# 4.3  Web Scraping using Beautiful Soup 🍲

#### BeautifulSoup is a Python library that helps parse HTML code for you, so you don’t have to write a lot of complex regular expressions yourself.

> HINT: Use a nice browser that allows you to easily view the HTML code side-by-side with the webpage.
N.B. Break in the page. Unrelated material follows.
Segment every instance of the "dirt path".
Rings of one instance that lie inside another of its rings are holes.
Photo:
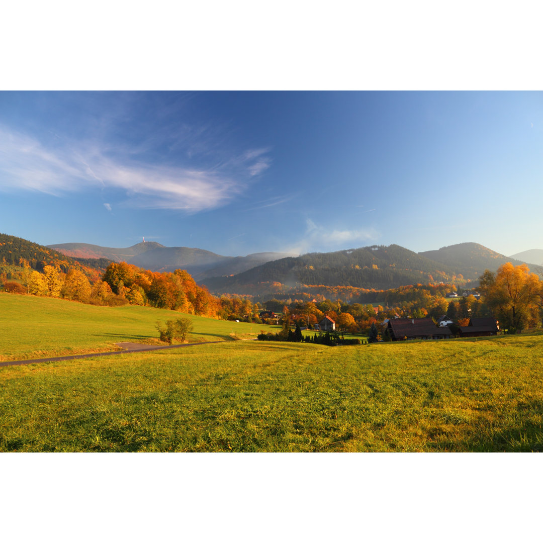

For example, in Google Chrome, you can right-click (or ctrl+click) a webpage and click ‘View Page Source’. You can also click ‘Inspect’ to get a more interactive comparison of the HTML code that corresponds to a section of the website you’re interested in.

In [None]:
#!pip install beautifulsoup4

## GOAL: Extract information from a HTML page and store it in a table

![Unknown-5.png](attachment:Unknown-5.png)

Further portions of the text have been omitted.